By Marcy Stamper
The Methow Valley may have three new radio stations in the next year or two, with three successful applicants for low-power FM stations in a recent—and rare—application window from the Federal Communications Commission (FCC). These frequencies are available only to noncommercial, educational organizations, according to the FCC.
Methow Valley Radio from Winthrop
The station most likely to be heard first on local airwaves is KTRJ, which will broadcast from Winthrop at 93.7 FM. Methow Valley Radio, the nonprofit that secured the license, received its radio transmitter on Thursday (Feb. 27) and it is currently being tested, said Dave Corrigan, the lead member of the broadcasting team, by email.
Corrigan, his wife, Julie, and daughter Kaity have all been involved in radio for years, most recently managing, programming and hosting radio transmitters in Winthrop, Twisp and Entiat.
All three are amateur radio buffs with experience building electronic devices and radios, said Dave. Dave also has a background in two-way radio repair and installation, computer networking and TV repair.
In addition to helping with construction, Kaity, age 12, will head up the programming for youths. Because Dave has significant hearing loss, Kaity will ultimately handle the sound adjustment for broadcasts, said Dave.
The Corrigans have a head start on broadcasting equipment, having purchased the set-up used by the Friendship Alliance Church, which recently discontinued its low-power broadcasts.

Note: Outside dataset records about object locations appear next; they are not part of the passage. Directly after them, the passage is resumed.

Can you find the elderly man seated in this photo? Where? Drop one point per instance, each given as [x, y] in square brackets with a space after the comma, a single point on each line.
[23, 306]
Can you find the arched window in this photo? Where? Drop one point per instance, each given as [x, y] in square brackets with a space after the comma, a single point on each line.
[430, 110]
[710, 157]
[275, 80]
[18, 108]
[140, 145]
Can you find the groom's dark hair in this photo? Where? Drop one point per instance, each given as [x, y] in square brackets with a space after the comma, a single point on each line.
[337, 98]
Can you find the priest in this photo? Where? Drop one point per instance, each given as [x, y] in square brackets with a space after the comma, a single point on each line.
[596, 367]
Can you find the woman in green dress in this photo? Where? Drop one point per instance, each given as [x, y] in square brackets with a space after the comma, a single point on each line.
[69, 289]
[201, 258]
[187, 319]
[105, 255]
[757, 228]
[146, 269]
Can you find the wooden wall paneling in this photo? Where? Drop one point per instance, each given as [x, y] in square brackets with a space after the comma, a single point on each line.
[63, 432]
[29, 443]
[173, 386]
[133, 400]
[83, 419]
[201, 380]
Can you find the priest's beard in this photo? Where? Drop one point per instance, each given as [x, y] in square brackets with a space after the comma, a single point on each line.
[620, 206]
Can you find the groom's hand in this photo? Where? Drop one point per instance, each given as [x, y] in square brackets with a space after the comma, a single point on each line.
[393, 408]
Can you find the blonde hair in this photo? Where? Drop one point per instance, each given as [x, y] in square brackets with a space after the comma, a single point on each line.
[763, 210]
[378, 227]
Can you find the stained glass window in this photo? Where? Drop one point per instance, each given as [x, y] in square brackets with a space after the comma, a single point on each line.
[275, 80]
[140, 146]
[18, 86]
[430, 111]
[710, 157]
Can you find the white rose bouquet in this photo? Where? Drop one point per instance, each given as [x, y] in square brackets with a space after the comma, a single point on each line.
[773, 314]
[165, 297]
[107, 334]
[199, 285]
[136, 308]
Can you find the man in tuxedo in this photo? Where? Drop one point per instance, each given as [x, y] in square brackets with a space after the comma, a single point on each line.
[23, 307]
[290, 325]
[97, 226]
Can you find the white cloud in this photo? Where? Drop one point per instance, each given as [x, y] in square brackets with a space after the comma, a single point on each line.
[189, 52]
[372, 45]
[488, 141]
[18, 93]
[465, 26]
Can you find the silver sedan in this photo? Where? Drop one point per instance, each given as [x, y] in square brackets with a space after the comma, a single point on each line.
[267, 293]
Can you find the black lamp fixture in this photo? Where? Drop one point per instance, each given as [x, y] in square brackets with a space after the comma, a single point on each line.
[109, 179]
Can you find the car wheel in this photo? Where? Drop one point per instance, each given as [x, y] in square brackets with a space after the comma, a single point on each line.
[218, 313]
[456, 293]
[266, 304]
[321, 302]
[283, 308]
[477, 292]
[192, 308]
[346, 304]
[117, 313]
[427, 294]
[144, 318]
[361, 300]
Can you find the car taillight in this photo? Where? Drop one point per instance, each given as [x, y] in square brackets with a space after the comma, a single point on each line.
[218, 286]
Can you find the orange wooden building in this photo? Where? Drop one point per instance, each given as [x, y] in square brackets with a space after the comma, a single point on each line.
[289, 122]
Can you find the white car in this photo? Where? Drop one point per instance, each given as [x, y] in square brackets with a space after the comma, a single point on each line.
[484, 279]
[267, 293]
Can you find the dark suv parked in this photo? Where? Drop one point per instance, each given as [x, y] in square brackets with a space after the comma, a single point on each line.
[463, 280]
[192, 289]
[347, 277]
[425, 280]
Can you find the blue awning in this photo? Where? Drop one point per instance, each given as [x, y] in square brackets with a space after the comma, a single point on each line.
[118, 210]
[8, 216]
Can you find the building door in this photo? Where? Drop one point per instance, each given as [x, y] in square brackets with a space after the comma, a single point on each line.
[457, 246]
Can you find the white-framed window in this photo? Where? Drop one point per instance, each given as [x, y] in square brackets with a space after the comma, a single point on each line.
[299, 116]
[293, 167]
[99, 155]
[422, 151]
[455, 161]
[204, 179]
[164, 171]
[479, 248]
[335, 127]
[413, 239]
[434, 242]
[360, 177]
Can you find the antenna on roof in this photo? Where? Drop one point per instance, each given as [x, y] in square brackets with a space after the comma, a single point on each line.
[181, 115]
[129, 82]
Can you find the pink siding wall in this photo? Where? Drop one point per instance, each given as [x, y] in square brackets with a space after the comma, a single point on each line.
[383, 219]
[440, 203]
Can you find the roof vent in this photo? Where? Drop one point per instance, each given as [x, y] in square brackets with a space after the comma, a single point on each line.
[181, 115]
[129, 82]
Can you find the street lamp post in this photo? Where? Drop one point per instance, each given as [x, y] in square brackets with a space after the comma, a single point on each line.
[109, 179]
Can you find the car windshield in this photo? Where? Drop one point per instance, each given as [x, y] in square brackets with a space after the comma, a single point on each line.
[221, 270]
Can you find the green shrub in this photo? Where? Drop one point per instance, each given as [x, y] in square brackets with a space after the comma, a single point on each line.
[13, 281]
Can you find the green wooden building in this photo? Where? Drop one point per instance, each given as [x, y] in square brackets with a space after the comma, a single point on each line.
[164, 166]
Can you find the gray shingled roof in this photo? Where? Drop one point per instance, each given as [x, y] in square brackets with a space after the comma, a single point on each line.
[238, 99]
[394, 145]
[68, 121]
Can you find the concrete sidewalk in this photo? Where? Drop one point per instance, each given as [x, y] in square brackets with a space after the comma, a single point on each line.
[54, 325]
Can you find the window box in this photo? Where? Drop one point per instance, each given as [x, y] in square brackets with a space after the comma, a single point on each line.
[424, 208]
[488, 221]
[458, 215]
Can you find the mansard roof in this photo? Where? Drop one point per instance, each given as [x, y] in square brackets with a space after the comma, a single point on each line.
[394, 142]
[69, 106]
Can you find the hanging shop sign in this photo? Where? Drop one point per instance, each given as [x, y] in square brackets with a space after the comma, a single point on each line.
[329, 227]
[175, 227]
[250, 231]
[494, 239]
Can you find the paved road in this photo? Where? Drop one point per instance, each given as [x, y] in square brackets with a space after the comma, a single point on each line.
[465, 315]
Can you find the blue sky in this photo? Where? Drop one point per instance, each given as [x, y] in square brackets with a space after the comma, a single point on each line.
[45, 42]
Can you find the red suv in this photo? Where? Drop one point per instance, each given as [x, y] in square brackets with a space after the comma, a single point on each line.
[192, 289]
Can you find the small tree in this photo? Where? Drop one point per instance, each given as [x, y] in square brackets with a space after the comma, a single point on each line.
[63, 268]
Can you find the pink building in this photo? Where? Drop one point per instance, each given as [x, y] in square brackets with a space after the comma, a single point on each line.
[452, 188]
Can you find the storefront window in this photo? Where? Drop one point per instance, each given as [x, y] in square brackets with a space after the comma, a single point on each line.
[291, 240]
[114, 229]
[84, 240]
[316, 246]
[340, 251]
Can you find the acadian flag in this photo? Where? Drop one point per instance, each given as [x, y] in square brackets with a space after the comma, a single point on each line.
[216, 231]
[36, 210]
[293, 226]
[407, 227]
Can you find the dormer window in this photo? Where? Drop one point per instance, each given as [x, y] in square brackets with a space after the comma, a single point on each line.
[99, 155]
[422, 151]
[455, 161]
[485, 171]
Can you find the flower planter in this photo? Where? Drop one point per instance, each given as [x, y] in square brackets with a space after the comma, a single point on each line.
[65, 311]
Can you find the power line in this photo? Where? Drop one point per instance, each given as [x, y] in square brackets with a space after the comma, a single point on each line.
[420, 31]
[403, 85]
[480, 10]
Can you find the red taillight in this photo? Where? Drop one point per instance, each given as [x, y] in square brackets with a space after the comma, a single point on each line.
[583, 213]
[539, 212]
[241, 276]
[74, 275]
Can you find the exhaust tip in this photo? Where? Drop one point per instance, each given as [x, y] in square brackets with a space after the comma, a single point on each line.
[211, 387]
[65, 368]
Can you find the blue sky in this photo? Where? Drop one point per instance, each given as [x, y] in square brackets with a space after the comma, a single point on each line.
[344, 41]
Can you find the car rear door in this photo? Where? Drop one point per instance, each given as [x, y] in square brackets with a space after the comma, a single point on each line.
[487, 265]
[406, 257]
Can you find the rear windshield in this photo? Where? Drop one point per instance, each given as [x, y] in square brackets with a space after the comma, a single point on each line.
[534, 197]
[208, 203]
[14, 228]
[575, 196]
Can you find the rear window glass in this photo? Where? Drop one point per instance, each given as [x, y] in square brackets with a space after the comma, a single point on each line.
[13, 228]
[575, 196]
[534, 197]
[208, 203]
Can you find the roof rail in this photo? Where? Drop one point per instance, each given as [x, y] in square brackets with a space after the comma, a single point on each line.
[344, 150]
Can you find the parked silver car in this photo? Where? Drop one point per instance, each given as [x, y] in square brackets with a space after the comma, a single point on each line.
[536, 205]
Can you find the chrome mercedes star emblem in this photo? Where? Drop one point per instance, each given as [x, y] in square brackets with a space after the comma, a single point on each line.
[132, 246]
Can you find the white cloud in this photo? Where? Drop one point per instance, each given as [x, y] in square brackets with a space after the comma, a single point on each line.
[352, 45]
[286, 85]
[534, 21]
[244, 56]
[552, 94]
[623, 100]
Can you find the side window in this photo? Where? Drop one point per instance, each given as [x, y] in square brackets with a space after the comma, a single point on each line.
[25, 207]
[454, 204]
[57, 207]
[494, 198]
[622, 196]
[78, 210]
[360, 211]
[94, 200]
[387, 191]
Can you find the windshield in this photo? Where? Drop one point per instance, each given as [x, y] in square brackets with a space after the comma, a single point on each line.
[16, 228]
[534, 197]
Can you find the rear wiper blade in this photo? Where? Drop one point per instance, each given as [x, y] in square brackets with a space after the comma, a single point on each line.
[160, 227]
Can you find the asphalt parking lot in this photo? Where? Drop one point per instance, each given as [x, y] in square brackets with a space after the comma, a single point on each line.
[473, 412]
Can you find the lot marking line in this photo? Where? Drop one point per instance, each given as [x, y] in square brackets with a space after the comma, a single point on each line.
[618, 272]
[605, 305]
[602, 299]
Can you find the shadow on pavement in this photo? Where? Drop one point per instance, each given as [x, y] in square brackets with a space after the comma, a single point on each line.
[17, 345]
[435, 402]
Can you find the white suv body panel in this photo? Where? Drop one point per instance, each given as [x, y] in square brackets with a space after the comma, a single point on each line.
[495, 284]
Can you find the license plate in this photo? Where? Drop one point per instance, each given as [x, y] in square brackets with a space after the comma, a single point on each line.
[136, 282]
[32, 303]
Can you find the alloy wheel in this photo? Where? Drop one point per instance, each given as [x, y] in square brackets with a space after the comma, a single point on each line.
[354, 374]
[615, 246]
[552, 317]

Ultimately KTRJ plans to broadcast 24 hours a day. Program details are still being worked out, but Dave said they envision music, particularly by local artists; programs about agriculture and gardening; health care and fitness; food and cooking; and weather and recreation.
Before they can offer ’round-the-clock programs, they need to obtain equipment to be able to air broadcasts from the FCC emergency-alert system. The station is currently doing fundraising to acquire the $3,000 for the equipment.
Under their present plans, the station will broadcast to a three- to six-mile radius from Winthrop, but they are looking for sites that can reach further.
One of their goals is to operate independently of the commercial power grid, so that the station can broadcast during emergencies. “When the lights go out, we want to be able to keep ours on” to keep people informed in an emergency, said Dave.
Community input and volunteers interested in hosting a radio show are welcome, said Dave. To volunteer or for more information, contact Dave at 996-2545 or email@example.com.
American Legion radio from Twisp
The American Legion Post in Twisp has been granted the frequency at 105.5 FM, which would probably reach listeners within a four-mile radius from the Twisp headquarters, according to Tristan Gilbert, the service officer and commander of the Twisp Post.
Gilbert envisions broadcasting local music and educational programming, particularly for young people. Gilbert would also provide advice to veterans to assist them with applications for benefits such as health care, disability or life insurance.
“It won’t be a big, expensive station,” said Gilbert, who said the organization needs to raise about $4,000 for basic equipment before they can do anything. Anyone interested in working with Gilbert on the station should contact him at 997-5838 or firstname.lastname@example.org.
St. Genevieve’s radio from Twisp
St. Genevieve’s Catholic Church received the third of the new local frequencies, at 107.1 FM. Father Matthew Nicks said some parishioners had expressed an interest in having Catholic radio programming in the Methow Valley, although they have no active plans yet for the station.
A church in Walla Walla that has its own radio station offered to apply for licenses for all the parishes in the Diocese of Spokane, and to cover the application costs, said Nicks. Nicks said the Walla Walla station had been very successful, so the church offered to help others “as an act of charity.”
“It came up unexpectedly,” said Nicks. “We figured, if they’re going to pay for it, we may as well put in an application.”
The parish ultimately hopes for 24-hour Catholic programming, including local broadcasts and sermons, but Nicks said there is considerable research to do about technology and other logistics before they can start broadcasting.